Legosi found his way to the school grounds after the beloved ball had finally been caught, passing by the many activities. To see them all together as a school made him happier than he could put into words.
What delighted him most was seeing his friends in between the crowds, being a part of the whole. Not hailed as heroes, but appreciated and accepted as students of this school.
He even saw Louis listening intently to someone explaining the rules of a game.
Legosi looked around and saw and felt the happiness on every face, the unity between them all, and felt proud. No one would have to feel alone anymore, no one would be cast out simply by the merit of being different from one another.
The wavy smell of roses entered his nose, and suddenly he felt a hand running over his back. He turned around to see his Juno, the prettiest wolfess he would ever see.
"I love you a lot, you know that?" Legosi grabbed her hand and delicately held it to his chest, kissing her hand. She smiled back, looking similarly like an idiot as he did whenever he looked at her.
"I think I would have to be blind to miss that," Juno replied in stride. Legosi's arms wrapped around her and lifted her off the ground in a hug, pressing her close, his tail becoming a propeller-like appendage on his rear.
Her legs hugged his midsection, and she leaned fully into the hug, enjoying every second of it.
After a short moment of continued hugging, the two released their bear hug and wandered into the evening hand in hand. They were surrounded by an abundance of laughter, joy, and enjoyment of life. Something both knew the school had lacked throughout Riz's reign of terror, if not for even longer.
"And they lived happily ever after, hahaha." Chelsea teased, chuckling as the couple moved past them in the crowds.
"Let them have their fun. They earned it," Jack said, watching his best friend move past. After everything that had happened in the year, he was the one who deserved a happy ending.
"Yeah, sure you silly sentimental Grandpa." Chelsea continued to tickle Jack who tried his best to defend himself through all the giggling.
"Stop it. That's not fair." Chelsea had a devious smile on her face.

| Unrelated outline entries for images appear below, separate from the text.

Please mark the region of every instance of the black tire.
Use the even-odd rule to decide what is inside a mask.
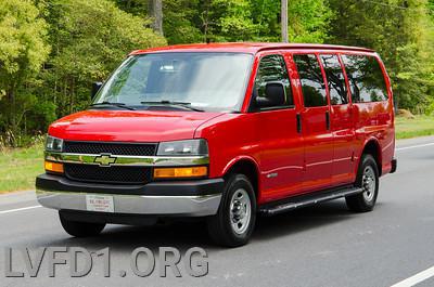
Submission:
[[[363,174],[367,175],[368,173],[373,173],[372,177],[375,182],[371,182],[370,180],[363,182]],[[366,178],[370,179],[371,177]],[[355,212],[372,211],[379,195],[379,168],[376,167],[375,159],[371,155],[362,155],[355,186],[361,187],[365,191],[363,193],[345,197],[349,210]]]
[[[71,221],[59,213],[62,226],[65,232],[75,237],[91,237],[99,235],[105,227],[105,223],[91,223]]]
[[[246,207],[247,204],[245,203],[243,203],[242,206],[237,205],[238,209],[235,210],[234,208],[232,209],[234,212],[231,211],[232,198],[237,198],[238,195],[242,194],[248,195],[250,217],[245,216],[248,212],[244,212],[246,209],[242,207],[243,205],[245,205]],[[232,226],[232,222],[234,222],[233,224],[235,224],[237,222],[235,218],[233,218],[234,221],[232,221],[232,216],[234,216],[237,211],[240,211],[242,214],[244,214],[245,218],[248,218],[245,219],[246,223],[244,225],[240,225],[243,227],[242,229],[239,227],[238,231],[235,231],[235,227]],[[244,217],[242,217],[240,221],[242,221]],[[217,214],[208,218],[207,220],[208,234],[210,238],[220,246],[225,247],[243,246],[248,243],[253,230],[255,229],[255,222],[256,222],[256,196],[252,183],[244,174],[231,174],[226,182],[225,192],[222,194],[220,207],[218,209]]]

"Never said it was." Chelsea's arms suddenly were around Jack, her muzzle going to his lips. The warmth of the kiss brought his own arms around her. They broke the kiss a few seconds later, Chelsea still holding eye contact with him.
"You're gonna be the death of me…" Jack smiled through the statement, still holding her tightly as his tail wildly wagged a thousand miles a minute. Her smile had now become much warmer.
"I know you love it." Chelsea almost purred. Jack's eyes looked deep into hers.
"Yeah." He said hopelessly in love, the two enjoying the moment together in the warm lighting.